Re: [xml] Auto-close in HTML parser.

Date view Thread view Subject view Author view

From: TOM (ptittom@free.fr)
Date: Mon Oct 23 2000 - 12:29:25 EDT


On 23/10/2000 16:59:36 Marc Sanfacon wrote:
> <SELECT NAME=frmOS class="BodyText"
style="width:250px;"><OPTION
> VALUE="98" Selected>Windows 98 &nbsp; <OPTION VALUE="95" >Windows 95
&nbsp;
> <OPTION VALUE="NT" >Windows NT &nbsp;
> </SELECT>
[...]
> when ran through libxml, the nodes look like this: [...]
> <td><select name="frmOS" class="BodyText"
> style="width:250px;"><option
> value="98" selected>Windows 98 &nbsp; <option value="95">Windows 95
&nbsp;
> <option value="NT">Windows NT &nbsp; </option>
> </option>
> </option></select></td>
[...]
> As you can see, the /option is given only when the /select is
> found. I would have like to get the /option when the other
> <option> was found. The problem is when I parse files that has a
> lot of <option> without the closing </option>....
>
> I fixed the problem by adding:
> "option", "option", NULL,
> in htmlStartClose table.

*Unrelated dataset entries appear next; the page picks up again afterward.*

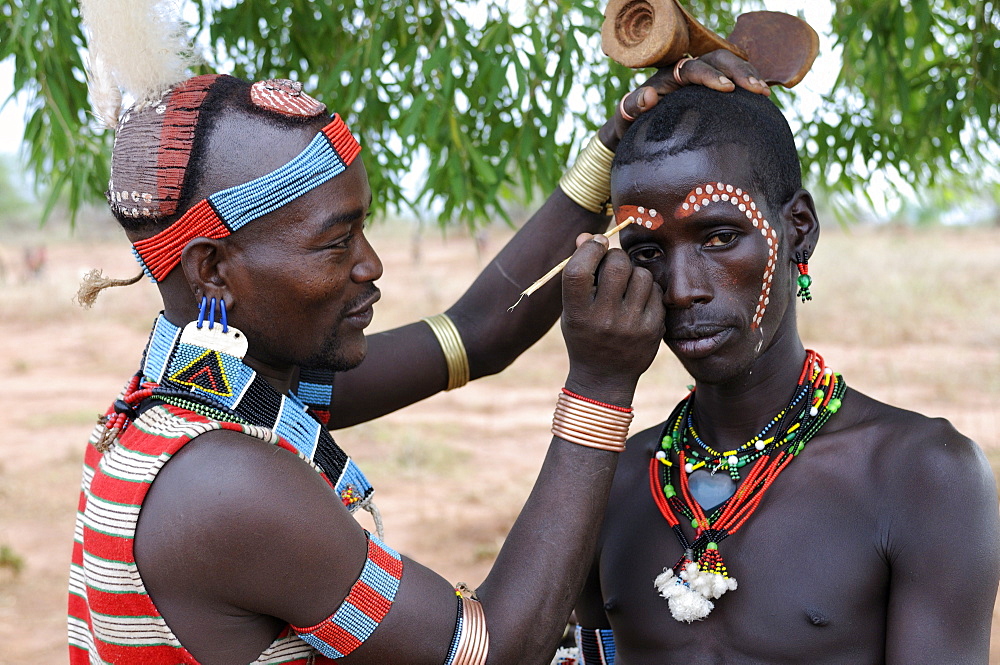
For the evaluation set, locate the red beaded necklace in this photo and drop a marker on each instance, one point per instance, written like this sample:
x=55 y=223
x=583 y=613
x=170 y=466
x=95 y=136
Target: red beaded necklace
x=700 y=575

I don't know if it is OK.

No, since <option> isn't an empty element but an element whose closing
tag is ignorable.
Doing this (considere <option> an empty element) you break up parsing
when you have the closing tag : <option>My option</option>

The problem is rather in the SAX callbacks which considere an <option>
can have an <option> child (I don't know the HTML implementation enough to
affirm anything here but libxml considere your <option>s are children of
the precedent ones [xmllint --debug --html wil prouve you]).
I believe you should convert to quite well-formed XML (XHTML), i.e.
don't have any ignored close tag, until the libxml HTML parser is fixed
(Daniel, there must be something to borrow to HTML Tidy here ;o).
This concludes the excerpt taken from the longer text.